Committed to Fidelity

A Unified Model for Multi-Fidelity Bandits

July 3, 2025

This post introduces the Commited-Fidelity Bandit, a framework that extends the classic Multi-Armed Bandit (MAB) problem. The standard MAB model helps us with the exploration-exploitation trade-off. The Multi-Fidelity MAB (MF-MAB) adds another layer: the choice of how much information to purchase, trading cost for accuracy. ¹ ² We propose to take this one step further by introducing a new strategic dimension: commitment. This allows us to bring the exploration-exploitation trade-off back into the fold, as the MF-MAB setting deals with it awkwardly.

The Motivation: When Information Isn’t Free

In many real-world scenarios, we have access to a hierarchy of information sources, each with its own cost and accuracy.

Drug Discovery: A pharmaceutical company can use cheap, fast, but inaccurate computer simulations to predict a drug candidate’s efficacy. More accurate quantum mechanics-based simulations are more expensive. Animal testing is even more so. Finally, a full Randomized Controlled Trial (RCT) on humans is incredibly expensive but provides the most accurate data. The “arm” is the drug candidate, and the “fidelity level” is the evaluation method.
A/B Testing in Tech: A company wants to test a new feature on its website (the “arm”). It could start with an internal simulation of user behavior (very cheap, low fidelity). It could then run a small-scale “canary” test on 1% of its users (more expensive, more accurate). Finally, it could roll it out to 50% of users in a full A/B test (most expensive, most accurate).
Minimum Viable Product (MVP) Development: A startup building a new software product has an idea for a core feature (“the arm”). Instead of building the full, polished version, they can test the waters with progressively higher-fidelity versions. A low-fidelity probe could be a simple landing page describing the feature to gauge interest. A medium-fidelity probe might be an interactive prototype. The highest-fidelity action is developing and launching the actual MVP.
Resource Exploration: An energy company is searching for oil. The “arms” are different geographical locations. The company can use cheap satellite imagery to get a rough idea of the geology. This is a low-cost, low-fidelity probe. Based on those results, it can conduct more expensive and detailed seismic surveys. Finally, the most expensive and accurate action is to drill an exploratory well.

In all these cases, the core decision is not just which arm to investigate, but how much to pay for the quality of that investigation. This has been modeled as multi-fidelity bandits ¹ and bandits with costly probes. ²

How Do We Measure Success? Framing the Goal

Before we can solve this problem, we must define what “winning” looks like.

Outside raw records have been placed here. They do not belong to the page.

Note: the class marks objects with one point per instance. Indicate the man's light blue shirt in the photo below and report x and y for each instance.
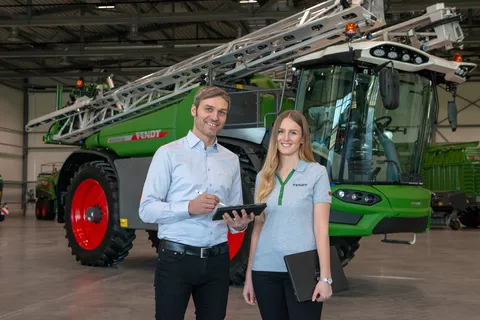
(176, 171)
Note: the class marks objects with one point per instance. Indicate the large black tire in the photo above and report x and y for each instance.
(50, 209)
(239, 262)
(116, 241)
(346, 248)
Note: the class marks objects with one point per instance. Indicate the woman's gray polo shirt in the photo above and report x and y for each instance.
(288, 226)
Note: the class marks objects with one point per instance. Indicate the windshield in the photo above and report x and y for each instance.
(353, 135)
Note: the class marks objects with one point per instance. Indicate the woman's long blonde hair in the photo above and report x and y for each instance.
(272, 162)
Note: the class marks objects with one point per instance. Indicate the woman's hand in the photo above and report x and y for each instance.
(248, 293)
(323, 291)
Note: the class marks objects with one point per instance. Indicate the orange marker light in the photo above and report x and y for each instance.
(350, 29)
(457, 57)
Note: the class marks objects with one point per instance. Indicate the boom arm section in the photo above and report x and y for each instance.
(443, 22)
(307, 31)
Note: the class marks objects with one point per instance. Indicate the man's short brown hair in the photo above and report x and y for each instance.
(210, 92)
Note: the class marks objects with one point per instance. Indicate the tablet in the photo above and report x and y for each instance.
(257, 209)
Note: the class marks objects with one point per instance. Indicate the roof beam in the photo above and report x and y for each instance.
(127, 51)
(422, 5)
(180, 17)
(116, 72)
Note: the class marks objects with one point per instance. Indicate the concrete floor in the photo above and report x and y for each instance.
(437, 278)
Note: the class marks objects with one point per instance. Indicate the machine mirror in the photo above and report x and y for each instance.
(452, 115)
(390, 88)
(295, 78)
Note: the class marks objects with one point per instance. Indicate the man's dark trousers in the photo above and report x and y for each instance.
(179, 276)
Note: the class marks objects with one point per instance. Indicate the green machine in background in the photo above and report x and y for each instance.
(370, 105)
(46, 191)
(452, 172)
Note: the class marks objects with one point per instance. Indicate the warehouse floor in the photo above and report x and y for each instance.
(437, 278)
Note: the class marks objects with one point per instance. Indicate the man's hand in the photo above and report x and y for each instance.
(205, 203)
(239, 223)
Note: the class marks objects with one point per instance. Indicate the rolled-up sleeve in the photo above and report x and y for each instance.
(153, 205)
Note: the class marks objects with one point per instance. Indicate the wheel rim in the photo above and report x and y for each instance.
(89, 234)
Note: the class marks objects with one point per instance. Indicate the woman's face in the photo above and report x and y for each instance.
(289, 137)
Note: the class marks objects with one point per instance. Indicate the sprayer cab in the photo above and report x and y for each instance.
(371, 108)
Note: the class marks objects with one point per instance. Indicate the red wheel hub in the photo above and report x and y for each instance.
(235, 242)
(89, 200)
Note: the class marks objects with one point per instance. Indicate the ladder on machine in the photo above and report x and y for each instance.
(302, 33)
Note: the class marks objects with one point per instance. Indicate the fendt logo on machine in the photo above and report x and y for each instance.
(144, 135)
(153, 134)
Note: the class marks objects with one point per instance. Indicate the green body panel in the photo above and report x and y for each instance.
(394, 203)
(453, 167)
(46, 184)
(143, 137)
(174, 120)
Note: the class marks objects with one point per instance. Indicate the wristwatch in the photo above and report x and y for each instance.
(327, 280)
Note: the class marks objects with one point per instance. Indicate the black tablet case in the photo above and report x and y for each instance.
(304, 269)
(259, 208)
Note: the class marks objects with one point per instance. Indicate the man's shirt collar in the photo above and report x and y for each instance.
(193, 140)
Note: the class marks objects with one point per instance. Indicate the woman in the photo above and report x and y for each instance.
(297, 192)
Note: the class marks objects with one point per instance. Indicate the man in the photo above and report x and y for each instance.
(186, 181)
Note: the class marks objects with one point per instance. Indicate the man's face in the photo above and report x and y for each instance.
(210, 116)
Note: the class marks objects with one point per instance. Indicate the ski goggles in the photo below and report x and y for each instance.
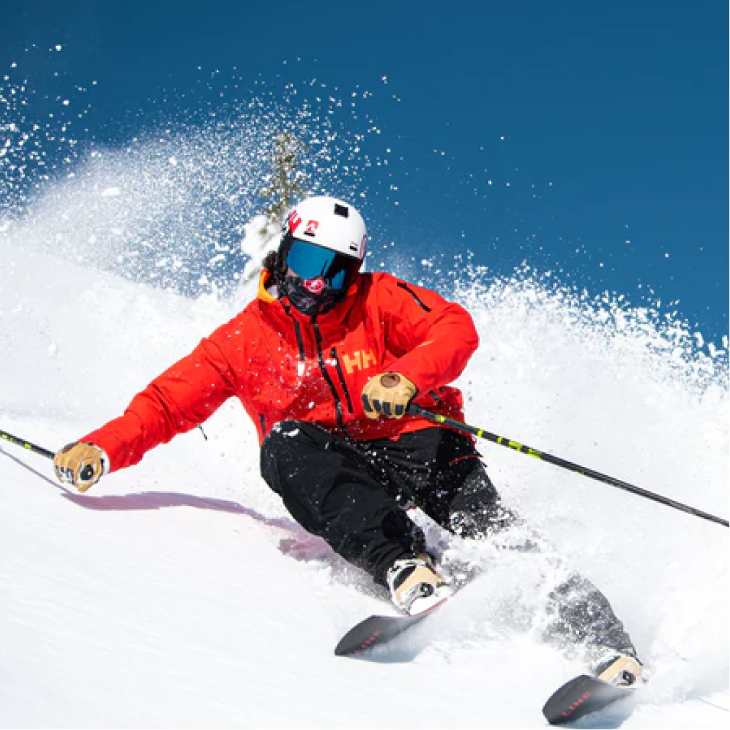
(309, 261)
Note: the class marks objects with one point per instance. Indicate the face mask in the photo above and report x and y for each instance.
(311, 296)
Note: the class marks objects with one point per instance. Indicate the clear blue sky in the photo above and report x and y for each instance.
(604, 127)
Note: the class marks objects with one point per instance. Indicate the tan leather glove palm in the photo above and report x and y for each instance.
(388, 394)
(80, 464)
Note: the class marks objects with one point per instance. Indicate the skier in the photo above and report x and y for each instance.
(326, 361)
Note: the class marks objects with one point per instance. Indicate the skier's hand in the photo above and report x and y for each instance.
(80, 464)
(388, 394)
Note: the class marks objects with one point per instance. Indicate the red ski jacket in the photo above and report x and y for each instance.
(282, 365)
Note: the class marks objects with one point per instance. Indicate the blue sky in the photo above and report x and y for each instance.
(590, 138)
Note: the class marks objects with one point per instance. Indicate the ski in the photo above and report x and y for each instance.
(378, 630)
(581, 696)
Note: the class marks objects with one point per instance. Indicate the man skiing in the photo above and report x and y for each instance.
(325, 361)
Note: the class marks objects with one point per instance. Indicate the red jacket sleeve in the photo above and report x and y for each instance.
(177, 401)
(437, 337)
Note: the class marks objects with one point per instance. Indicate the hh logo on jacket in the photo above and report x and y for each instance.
(359, 360)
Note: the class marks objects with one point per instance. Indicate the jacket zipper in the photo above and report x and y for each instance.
(343, 383)
(328, 379)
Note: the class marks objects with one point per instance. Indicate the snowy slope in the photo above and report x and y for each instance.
(179, 594)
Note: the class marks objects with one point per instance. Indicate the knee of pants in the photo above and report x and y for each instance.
(287, 443)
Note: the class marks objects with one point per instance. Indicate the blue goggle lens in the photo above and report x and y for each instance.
(309, 261)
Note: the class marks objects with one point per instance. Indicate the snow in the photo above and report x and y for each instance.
(179, 594)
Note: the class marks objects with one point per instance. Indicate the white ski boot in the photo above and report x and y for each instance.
(415, 585)
(621, 670)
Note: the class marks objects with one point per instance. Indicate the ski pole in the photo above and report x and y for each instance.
(86, 473)
(416, 410)
(5, 436)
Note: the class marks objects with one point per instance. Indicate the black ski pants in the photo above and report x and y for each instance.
(354, 494)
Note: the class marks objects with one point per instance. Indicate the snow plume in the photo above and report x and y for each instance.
(169, 205)
(185, 566)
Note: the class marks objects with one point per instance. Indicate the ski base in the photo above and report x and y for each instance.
(379, 630)
(580, 697)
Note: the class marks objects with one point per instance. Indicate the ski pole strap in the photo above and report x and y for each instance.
(416, 410)
(5, 436)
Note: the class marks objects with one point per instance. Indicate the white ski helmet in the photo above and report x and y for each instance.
(324, 238)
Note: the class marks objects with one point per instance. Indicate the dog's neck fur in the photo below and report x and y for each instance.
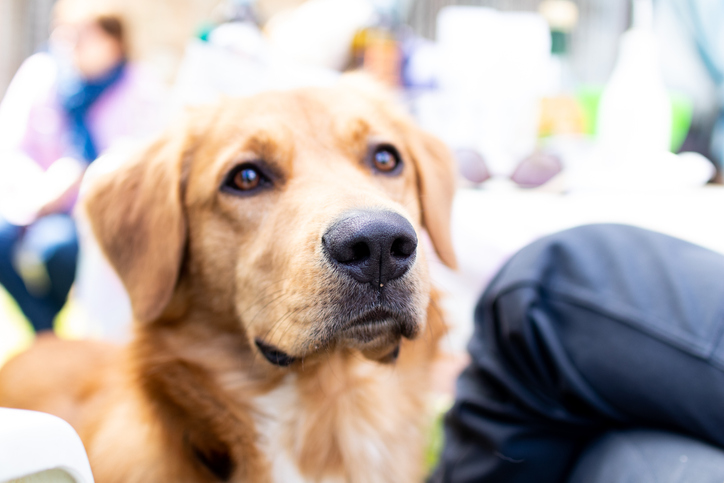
(237, 418)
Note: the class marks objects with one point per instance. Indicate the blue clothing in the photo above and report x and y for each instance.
(76, 96)
(54, 242)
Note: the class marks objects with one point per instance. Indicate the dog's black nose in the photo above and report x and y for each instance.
(371, 246)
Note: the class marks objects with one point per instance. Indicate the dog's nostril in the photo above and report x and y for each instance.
(403, 248)
(360, 251)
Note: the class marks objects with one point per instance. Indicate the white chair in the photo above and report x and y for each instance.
(40, 448)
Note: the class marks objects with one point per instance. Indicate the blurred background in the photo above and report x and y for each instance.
(559, 113)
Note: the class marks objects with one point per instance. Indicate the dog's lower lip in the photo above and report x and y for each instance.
(273, 354)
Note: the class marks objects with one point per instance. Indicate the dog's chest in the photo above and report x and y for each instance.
(286, 424)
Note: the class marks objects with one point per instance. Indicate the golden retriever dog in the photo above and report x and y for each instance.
(284, 323)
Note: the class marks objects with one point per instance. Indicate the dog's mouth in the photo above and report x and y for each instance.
(377, 333)
(376, 324)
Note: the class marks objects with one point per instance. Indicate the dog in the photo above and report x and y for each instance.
(284, 322)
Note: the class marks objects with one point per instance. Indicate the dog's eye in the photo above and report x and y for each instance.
(245, 178)
(386, 159)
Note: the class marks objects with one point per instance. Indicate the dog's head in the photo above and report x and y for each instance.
(294, 216)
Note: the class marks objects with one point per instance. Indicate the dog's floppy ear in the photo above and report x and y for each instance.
(137, 217)
(436, 185)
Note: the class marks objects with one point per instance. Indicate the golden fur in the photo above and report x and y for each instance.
(191, 399)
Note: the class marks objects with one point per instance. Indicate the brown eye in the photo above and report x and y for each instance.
(247, 179)
(385, 159)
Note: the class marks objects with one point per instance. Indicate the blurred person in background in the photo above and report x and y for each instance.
(63, 108)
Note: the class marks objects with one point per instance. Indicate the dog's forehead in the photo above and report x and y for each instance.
(280, 127)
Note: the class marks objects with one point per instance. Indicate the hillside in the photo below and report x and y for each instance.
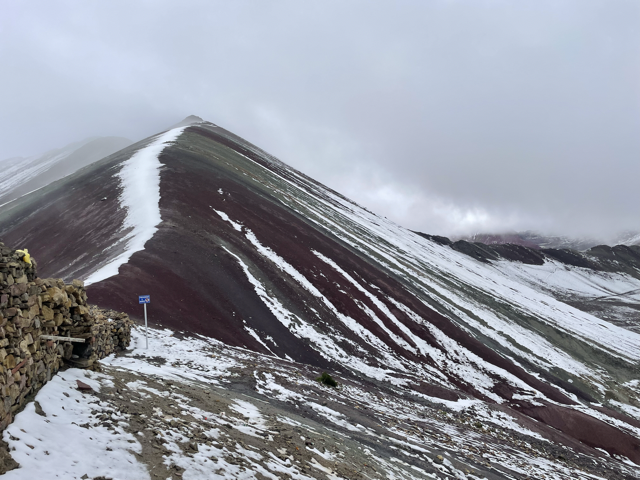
(235, 245)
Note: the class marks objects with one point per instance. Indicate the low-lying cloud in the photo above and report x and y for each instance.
(449, 117)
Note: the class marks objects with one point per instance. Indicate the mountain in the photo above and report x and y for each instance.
(234, 245)
(23, 175)
(537, 240)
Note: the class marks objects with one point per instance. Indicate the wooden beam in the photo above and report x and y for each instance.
(66, 339)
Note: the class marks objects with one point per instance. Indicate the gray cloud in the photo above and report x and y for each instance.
(446, 116)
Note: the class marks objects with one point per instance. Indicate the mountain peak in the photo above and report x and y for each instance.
(190, 120)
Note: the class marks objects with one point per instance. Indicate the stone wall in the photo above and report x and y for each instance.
(30, 308)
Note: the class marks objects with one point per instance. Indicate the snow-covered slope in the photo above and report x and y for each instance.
(23, 175)
(255, 254)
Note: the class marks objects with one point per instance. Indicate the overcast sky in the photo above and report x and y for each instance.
(449, 117)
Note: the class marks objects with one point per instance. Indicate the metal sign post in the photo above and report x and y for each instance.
(144, 299)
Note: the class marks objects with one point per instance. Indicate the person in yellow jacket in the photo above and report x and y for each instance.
(25, 255)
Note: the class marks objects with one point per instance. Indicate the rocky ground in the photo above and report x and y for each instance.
(195, 408)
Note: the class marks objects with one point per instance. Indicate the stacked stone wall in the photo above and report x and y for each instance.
(32, 309)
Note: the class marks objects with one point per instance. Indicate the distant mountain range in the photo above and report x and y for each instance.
(537, 240)
(235, 245)
(23, 175)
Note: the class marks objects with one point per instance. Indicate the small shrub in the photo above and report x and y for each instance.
(327, 380)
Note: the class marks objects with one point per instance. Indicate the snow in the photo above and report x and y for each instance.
(70, 442)
(140, 181)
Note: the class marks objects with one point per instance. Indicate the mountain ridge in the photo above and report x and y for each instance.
(257, 255)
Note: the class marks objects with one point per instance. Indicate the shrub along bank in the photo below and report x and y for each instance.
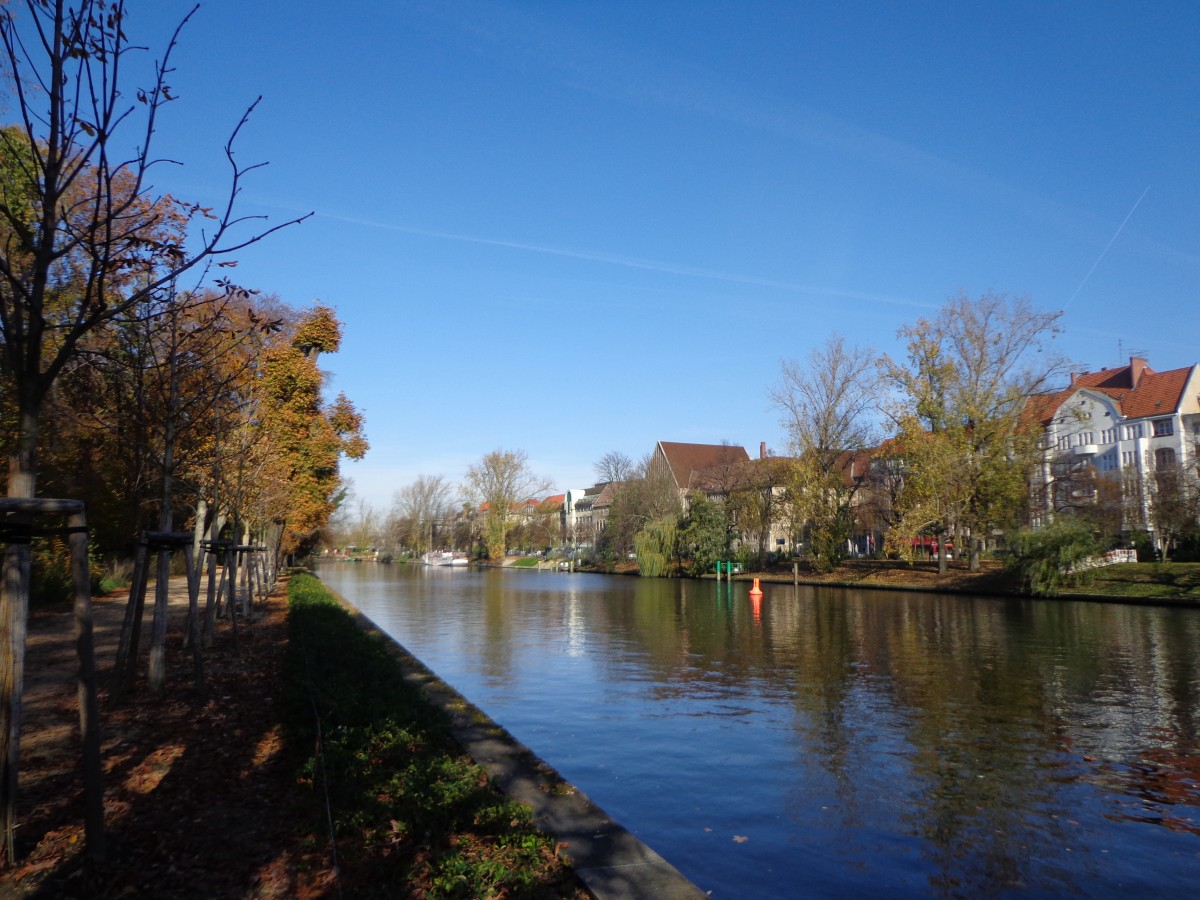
(411, 814)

The cost and quality of information introduce new strategic trade-offs, leading to several ways to frame the agent’s objective.

Framing	The Goal	Pros	Cons
Best Arm Identification (BAI)	Identify the best arm with high confidence, as cheaply as possible.	Natural for “find the winner” problems like drug discovery.	Exploration only, it ignores rewards (and costs) accrued during the process.
Cost-in-Regret	Maximize the cumulative net reward (`reward - cost`) over a long time horizon.	Captures the ongoing trade-off between earning and learning at every step.	A naive implementation encourages the agent to choose low-fidelity actions (which have low-cost) in the long term.
Regret+Budgeted Exploration	Achieve the best possible outcome within a fixed total cost budget.	Highly practical and reflects real-world project constraints.	It creates an artificial “two-phase” system (explore, then exploit) which can be rigid.

Each of these framings has merit, but they also expose a certain “clunkiness.” The BAI and Budgeted models create a hard switch between an exploration phase and an exploitation phase. The Cost-in-Regret model, while trying to be unified, has a fundamental paradox: once the agent identifies the best arm, it may choose to repeatedly pull a low-cost, low-reward version of it forever, trapped in a cycle of mediocre-but-positive net rewards. It never graduates to the high-cost, high-reward “deployment” action that represents true exploitation. This suggests we are missing a key ingredient.

The Elegance of Commitments: A Unified Framework

The solution to the Cost-in-Regret paradox and the rigidity of other models is to introduce a third dimension to the agent’s decision: commitment, modeled as a delayed reward.

This concept is related to, but critically different from, bandits with delayed feedback ³, where the delay is an uncontrollable environmental factor. It also differs from classic bandits with switching costs ⁴, where the penalty for changing arms is a fixed cost. Here, the cost is the opportunity cost of the agent’s time, making the duration of the commitment itself a strategic choice that makes the agent busy. This busyness is the mechanism that represents the opportunity cost of the agent’s time.

Instead of just choosing an arm and a fidelity, the agent now chooses a tuple: (arm $k$, fidelity $m$, commitment length $l$).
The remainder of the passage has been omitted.